Socket vs SocketChannel
Asked Answered
B

3

88

I am trying to understand SocketChannels, and NIO in general. I know how to work with regular sockets and how to make a simple thread-per-client server (using the regular blocking sockets).

So my questions:

  • What is a SocketChannel?
  • What is the extra I get when working with a SocketChannel instead of a Socket.
  • What is the relationship between a channel and a buffer?
  • What is a selector?
  • The first sentance in the documentation is A selectable channel for stream-oriented connecting sockets.. What does that mean?

I have read the also this documentation, but somehow I am not getting it...

Billybillycock answered 8/1, 2013 at 23:39 Comment(1)
I must apologize for the others who downvoted your question because of the background and not the content. As a fellow graduate student, I totally understand when you are forced to TA a course that is not exactly in your research area, especially when your funding depends on it. I think it's also good that you came here to seek clarification.Fondness
F
72

A Socket is a blocking input/output device. It makes the Thread that is using it to block on reads and potentially also block on writes if the underlying buffer is full. Therefore, you have to create a bunch of different threads if your server has a bunch of open Sockets.

A SocketChannel is a non-blocking way to read from sockets, so that you can have one thread communicate with a bunch of open connections at once. This works by adding a bunch of SocketChannels to a Selector, then looping on the selector's select() method, which can notify you if sockets have been accepted, received data, or closed. This allows you to communicate with multiple clients in one thread and not have the overhead of multiple threads and synchronization.

Buffers are another feature of NIO that allows you to access the underlying data from reads and writes to avoid the overhead of copying data into new arrays.

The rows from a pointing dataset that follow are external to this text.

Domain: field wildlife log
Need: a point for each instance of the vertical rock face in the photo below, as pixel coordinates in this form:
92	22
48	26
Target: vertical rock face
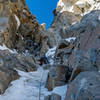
19	28
75	32
67	13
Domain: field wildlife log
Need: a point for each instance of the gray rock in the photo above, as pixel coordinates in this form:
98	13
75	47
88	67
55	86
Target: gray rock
86	86
52	97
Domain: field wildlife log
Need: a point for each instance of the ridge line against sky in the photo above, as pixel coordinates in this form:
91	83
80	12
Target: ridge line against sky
43	10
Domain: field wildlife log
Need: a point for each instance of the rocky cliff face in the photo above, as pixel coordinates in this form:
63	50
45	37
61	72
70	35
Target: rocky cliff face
71	47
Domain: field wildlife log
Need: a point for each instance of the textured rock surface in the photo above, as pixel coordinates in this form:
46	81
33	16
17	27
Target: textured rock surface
53	97
6	76
19	28
85	87
58	76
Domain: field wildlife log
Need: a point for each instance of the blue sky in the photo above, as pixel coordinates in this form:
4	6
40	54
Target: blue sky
43	9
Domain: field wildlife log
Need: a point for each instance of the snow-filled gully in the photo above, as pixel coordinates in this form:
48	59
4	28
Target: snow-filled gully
31	86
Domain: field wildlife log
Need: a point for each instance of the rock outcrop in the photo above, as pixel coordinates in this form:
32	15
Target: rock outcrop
84	87
71	47
19	28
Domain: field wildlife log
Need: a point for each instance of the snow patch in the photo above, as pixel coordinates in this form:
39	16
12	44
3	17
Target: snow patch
60	90
82	83
18	21
27	87
3	47
70	39
50	55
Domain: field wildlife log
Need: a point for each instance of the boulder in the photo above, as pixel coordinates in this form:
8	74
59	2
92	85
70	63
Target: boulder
84	87
58	76
6	76
53	96
57	30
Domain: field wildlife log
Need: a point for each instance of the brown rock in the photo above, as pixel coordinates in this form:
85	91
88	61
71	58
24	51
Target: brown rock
6	76
58	76
52	97
85	87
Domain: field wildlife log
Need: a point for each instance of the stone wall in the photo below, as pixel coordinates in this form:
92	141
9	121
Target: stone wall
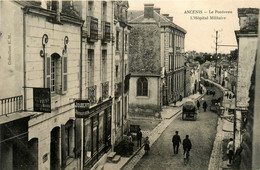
144	49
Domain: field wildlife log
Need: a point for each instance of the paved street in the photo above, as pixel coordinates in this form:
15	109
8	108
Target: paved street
202	134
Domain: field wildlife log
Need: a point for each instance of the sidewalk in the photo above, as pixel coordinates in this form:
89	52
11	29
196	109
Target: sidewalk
168	114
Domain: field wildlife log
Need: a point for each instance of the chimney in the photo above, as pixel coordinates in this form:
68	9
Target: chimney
165	15
170	18
157	10
148	10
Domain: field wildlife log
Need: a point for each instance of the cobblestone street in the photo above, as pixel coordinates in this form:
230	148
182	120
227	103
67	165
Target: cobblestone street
202	134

Fondness answered 9/1, 2013 at 0:31 Comment(12)
Thanks very much. But I have some missing point still. Is there any advantage using a channel without a selector? or do they come together?Billybillycock
You can't use a channel without a selector, because the selector tells you when a channel is ready to be read, for example. I can't think of a reason why you'd want to use channels by themselves, as you would basically be reimplementing the functionality of the selector.Fondness
Excuse me, but in which way is SocketChannel non-blocking? Selector.select() is a blocking operation. You said that select() notifies, but in reality it simply blocks. This can't be called a notification, because it does not use callbacks.Diocletian
There are no callbacks in Java - maybe you're thinking about Node? It's called non blocking because there aren't a pile of threads waiting on blocking I/O.Fondness
@andrewmao Using one thread instead of multiple ones is not enough to be non-blocking. It still blocks waiting on select() and wasting a whole thread. It definitely can't be called "non-blocking". What do you mean by "no callbacks in Java"? Have you seen AsynchronousChannel?Diocletian
@orionll Then "N" in NIO stands for nonblocking. The definition isn't going to change no matter how much you want it to :) Callbacks in Java are definitely not usable as in Javascript, because functions aren't first class objects.Fondness
@andrewmao There a lot of definitions in computer science that are misleading. I have worked much with non-blocking code, and, believe me, NIO is definitely not non-blocking. That fact that callbacks are not convenient does not mean that they are not usable. Your phrase "There are no callbacks in Java" is incorrect.Diocletian
@orionll Yes, you're absolutely right. Can't argue with a troll.Fondness
@andrewmao Just a small question. Why did they introduce asynchronous channels in Java 7, if NIO was already non-blocking?Diocletian
Terminology is confusing only when misused. The "non-blocking" in "NIO" pertains to the "IO", i.e. the I/O operations. The thread is not "wasted", because it has nothing to do except I/O. And non-blocking I/O is not the same as asynchronous I/O: that's a different subject altogether.Edda
@AndrewMao You can indeed use a channel without a selector, even in non-blocking mode, which is not the default, although it's not recommended. The "N" in "NIO" stands for "New".Roncesvalles
I know this question is very old, but I am still struggling to understand how async IO has any benefit at all to just using a thread per socket or a threadpool. If you have a single thread communicating through a socket channel and looping through a bunch of open sockets in another thread to see if something happened, those sockets will still block the thread they are in, and the looping will just halt when it reaches a socket with no data available. What am I missing? It seems to me that behind the scenes, you still need one thread per socket to read the data. Please, help me understand!Teetotaler
E
22

By now NIO is so old that few remember what Java was like before 1.4, which is what you need to know in order to understand the "why" of NIO.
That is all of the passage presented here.